Le livre décortique la complexité du rapport actuel entre journalistes sportifs et footballeurs. Il met l’accent sur sa dimension, souvent occultée ou déniée, de rapport de classes. Le niveau scolaire du journaliste sportif a beaucoup augmenté ces dernières années. Par le passé on pouvait faire ce métier sans avoir le bac. Aujourd’hui, les journalistes sportifs sortent d’écoles réputées de journalisme,  ont passé et réussi des concours difficiles, ont presque tous un haut niveau d’études. Ce n’est pas le cas de la majorité des joueurs actuels qui ont tout investi sur le foot depuis leurs 10-13 ans et qui par ailleurs, devenus stars de foot, ne traitent pas toujours très bien les journalistes (retard aux RDV, réponses vite faites ou bâclées, etc.). J’ai l’impression que, dans cette guéguerre  symbolique entre joueurs et journalistes, ces derniers peuvent parfois « se venger » des premiers en les malmenant dans la presse. Cela se voit dans la manière dont on parle de certains joueurs incarnant le plus la banlieue comme Ribery ou Menez. Je me souviens d’un article sur ce dernier joueur (qui a grandi dans une cité de Vitry-sur-Seine) où le journaliste, pour évoquer son parler banlieue, dit « qu’il parle avec son sabir ». Le sabir c’est un langage incompréhensible. Dans l’ère du foot-business qui porte au pinacle les joueurs (dont une majorité vient aujourd’hui de cité), on sent de plus en plus  affleurer un certain mépris social qui s’est déversé lors des événements en Afrique du Sud.

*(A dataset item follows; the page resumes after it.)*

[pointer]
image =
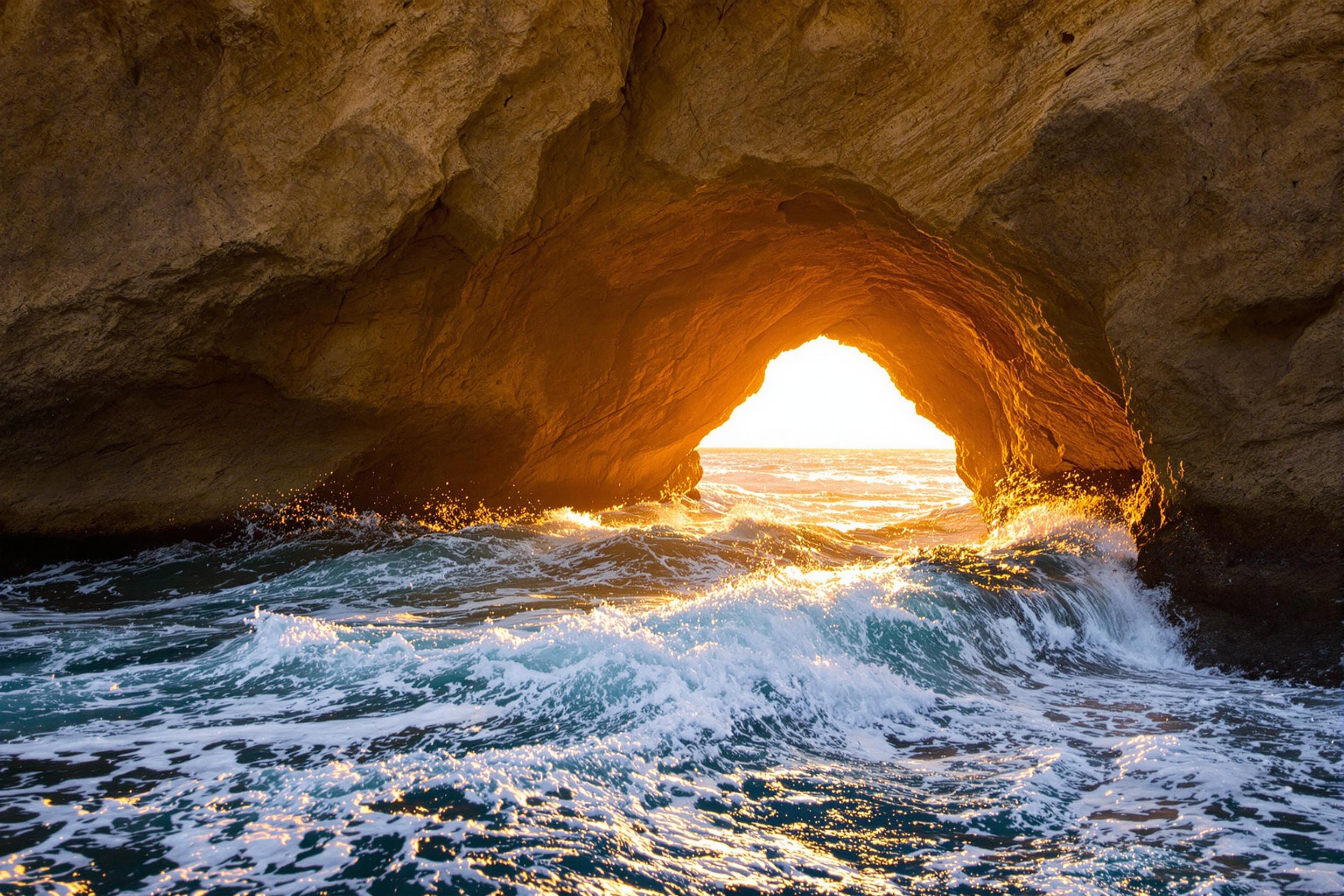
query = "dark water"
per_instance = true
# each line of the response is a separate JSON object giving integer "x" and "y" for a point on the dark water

A-t-on toujours jugé les joueurs du football sur leurs qualités oratoires ?

Non. Avant, on ne les « embêtait » pas avec ça. Le football est devenu un produit d’appel pour les grands médias. Le métier de footballeur professionnel a changé. Les joueurs doivent désormais s’exposer, parler à la presse, analyser un match.  Autant Lizarazu et Deschamps étaient à l’aise avec l’exercice  du fait de leur parcours scolaire notamment, autant pour d’autres c’est beaucoup plus difficile. Ils n’ont pas été préparés pour ça dans leur carrière. Karim Benzema, très timide, s’est longtemps montré très réservé quand il s’adressait à la presse.  Beaucoup de journalistes le prenaient mal. Ils pensaient qu’il les regardait de haut ou se moquait d’eux alors que cette distance, c’est, me semble-t-il, juste une façon se de protéger, de gérer sa nouvelle identité d’icône sportive

La place grandissante prise par des joueurs issus des quartiers populaires pose-t-elle problème aux équipes d’encadrement ?

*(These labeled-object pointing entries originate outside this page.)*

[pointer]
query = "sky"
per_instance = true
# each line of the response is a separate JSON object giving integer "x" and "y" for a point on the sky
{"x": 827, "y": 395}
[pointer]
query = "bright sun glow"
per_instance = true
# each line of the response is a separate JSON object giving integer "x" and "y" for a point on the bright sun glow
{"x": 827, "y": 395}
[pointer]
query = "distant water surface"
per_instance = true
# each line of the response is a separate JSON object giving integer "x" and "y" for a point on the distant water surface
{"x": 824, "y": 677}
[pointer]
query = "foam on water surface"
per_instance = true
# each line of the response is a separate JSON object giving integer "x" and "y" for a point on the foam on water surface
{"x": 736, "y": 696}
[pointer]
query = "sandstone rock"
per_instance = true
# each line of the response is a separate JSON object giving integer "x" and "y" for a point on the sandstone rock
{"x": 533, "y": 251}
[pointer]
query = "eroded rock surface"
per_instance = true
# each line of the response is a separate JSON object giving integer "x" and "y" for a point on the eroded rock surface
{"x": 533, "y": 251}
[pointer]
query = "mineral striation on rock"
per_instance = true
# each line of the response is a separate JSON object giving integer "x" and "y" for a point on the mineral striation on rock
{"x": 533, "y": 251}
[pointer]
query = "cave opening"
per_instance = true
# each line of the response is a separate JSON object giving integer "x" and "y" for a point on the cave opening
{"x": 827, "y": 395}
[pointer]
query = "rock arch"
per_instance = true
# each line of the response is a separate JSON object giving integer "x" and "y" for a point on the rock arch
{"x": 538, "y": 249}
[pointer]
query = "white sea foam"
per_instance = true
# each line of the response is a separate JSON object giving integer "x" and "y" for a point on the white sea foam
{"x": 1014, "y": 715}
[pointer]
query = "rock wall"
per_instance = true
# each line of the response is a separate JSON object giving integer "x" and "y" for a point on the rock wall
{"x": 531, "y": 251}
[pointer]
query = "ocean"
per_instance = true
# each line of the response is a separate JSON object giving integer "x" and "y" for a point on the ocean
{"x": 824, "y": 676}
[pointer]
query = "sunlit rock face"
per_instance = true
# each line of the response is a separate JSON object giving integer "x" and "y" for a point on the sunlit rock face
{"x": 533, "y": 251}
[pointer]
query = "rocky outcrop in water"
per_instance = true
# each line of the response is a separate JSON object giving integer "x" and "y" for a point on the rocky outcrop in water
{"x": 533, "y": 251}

Ce qui pose problème ce n’est pas qu’ils soient Noirs ou Arabes, c’est que les nouveaux joueurs, dans le système (économique et social) produit par le foot-business,  ne sont pas toujours faciles à diriger. Ils ont été propulsés très hauts et très jeunes dans ce milieu du foot. Les clubs se les arrachent à prix d’or, ils sont très tôt placés sur un piédestal, ça ne peut pas ne pas « tourner la tête » à la plupart d’entre eux.  Le management classique dans le football était rigide, il y a des chefs, des ordres, vous devez rentrer dans le rang ; des formes de bizutage existent aussi. Maintenant les nouveaux joueurs, courtisés qu’ils sont par les grands clubs, ne se laissent plus faire. Tous les clubs vous diront qu’aujourd’hui c’est plus difficile. La nouvelle génération a plus de mal à trouver sa place dans les équipes, ils sont très mobiles sur le marché du travail mais aussi ils ont peur de tout. Peur, pour leur image, leur place.  Ils sont trop tôt devenus célèbres. Le livre essaie de décrypter ces différences de générations entre footballeurs pour contribuer à « dénaturaliser » la catégorie des joueurs actuels et montrer tout ce qu’elle doit à une histoire – économique et sociale – du football contemporain.